Drauzio Em geral quem viaja para esses lugares se preocupa mesmo é com a malária, uma doença para a qual não existe vacina.
Mendonça – Não existe vacina, mas há algumas recomendações clássicas que podem ser observadas, visando a reduzir o risco de ser picado pelo mosquito, que prefere os finais de tarde para suas refeições. Nesse horário, roupas que cubram a maior parte da superfície da pele são as mais indicadas. No Brasil, as autoridades sanitárias não recomendam a profilaxia medicamentosa, pois o uso prolongado dos remédios aumenta o risco de desenvolver resistência e eles deixarão de ser úteis se por acaso a pessoa ficar doente. Internacionalmente, porém, a conduta é outra. Se a pessoa vai viajar para países do Sudeste Asiático e pretende entrar na mata onde há risco de malária, deve fazer a profilaxia medicamentosa.

Drauzio Qual é sua visão pessoal a respeito do assunto?
Mendonça – Minha opinião pessoal diverge um pouco da do Ministério da Saúde. Creio que é correto fazer a profilaxia medicamentosa.

Drauzio Esses medicamentos devem ser tomados por quanto tempo?
Mendonça – Existem vários remédios e várias maneiras diferentes de utilizá-los. Há aqueles que a pessoa deve começar a tomar uma semana antes da viagem e os que podem ser tomados um ou dois dias antes. No entanto, a medicação deve ser mantida durante todo o período de permanência na área de risco e, na volta, por duas ou quatro semanas.

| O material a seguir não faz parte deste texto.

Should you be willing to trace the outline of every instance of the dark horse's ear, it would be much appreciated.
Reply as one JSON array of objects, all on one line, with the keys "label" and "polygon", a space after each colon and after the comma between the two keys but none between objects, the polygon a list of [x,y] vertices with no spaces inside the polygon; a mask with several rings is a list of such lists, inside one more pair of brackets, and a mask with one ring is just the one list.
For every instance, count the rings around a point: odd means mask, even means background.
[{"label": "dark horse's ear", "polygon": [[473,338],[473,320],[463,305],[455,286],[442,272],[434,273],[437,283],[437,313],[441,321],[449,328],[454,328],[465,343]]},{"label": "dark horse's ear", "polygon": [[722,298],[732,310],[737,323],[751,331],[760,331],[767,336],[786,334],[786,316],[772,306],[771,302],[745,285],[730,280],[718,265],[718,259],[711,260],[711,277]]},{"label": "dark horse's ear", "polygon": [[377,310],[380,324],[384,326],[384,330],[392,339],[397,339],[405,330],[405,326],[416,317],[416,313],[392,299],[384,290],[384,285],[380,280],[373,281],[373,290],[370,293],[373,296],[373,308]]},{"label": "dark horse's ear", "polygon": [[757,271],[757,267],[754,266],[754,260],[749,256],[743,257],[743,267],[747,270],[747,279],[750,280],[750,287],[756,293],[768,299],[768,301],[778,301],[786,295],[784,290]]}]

DrauzioResumindo: quem vai para o Centro-Oeste e para a Região Amazônica deve tomar vacinas contra a febre amarela e hepatite B. E no exterior, quais são as regiões que exigem cuidados especiais?
Mendonça – A preocupação maior é com a Ásia, especialmente o Sudeste da Ásia, e com a África, onde há risco de contrair várias doenças que podem ser evitadas com vacinas. Dependendo da região visitada na Índia, por exemplo, a lista de vacinas indicadas pode ser relativamente grande. Podemos começar pela vacina contra raiva, doença não controlada nos cães que circulam livremente pelas ruas do país. Nos pequenos vilarejos rurais, não se pode descartar a hipótese de a pessoa ser mordida por um cão com raiva, mas a possibilidade de encontrar nesses lugares prevenção contra a doença é mínima ou quase inexistente. Por isso, cabe tomar a vacina antes de partir. No passado, a vacina da raiva podia apresentar efeitos colaterais preocupantes. Hoje, não. É uma vacina segura, de altíssima potência e eficácia e praticamente isenta de riscos.

DrauzioE a vacina da cólera? Alguns países ainda exigem o atestado de vacinação?
Mendonça – A vacina da cólera de uso rotineiro não é indicada internacionalmente pela Organização Mundial de Saúde, tendo em vista sua baixíssima eficácia e curtíssimo período de proteção. As autoridades sanitárias brasileiras endossam a posição da OMS. No entanto, a procura permanente por um produto de alta eficácia nos permite acreditar que não esteja distante o momento de conseguir uma vacina de melhor qualidade e que poderá ser usada com mais segurança contra a cólera.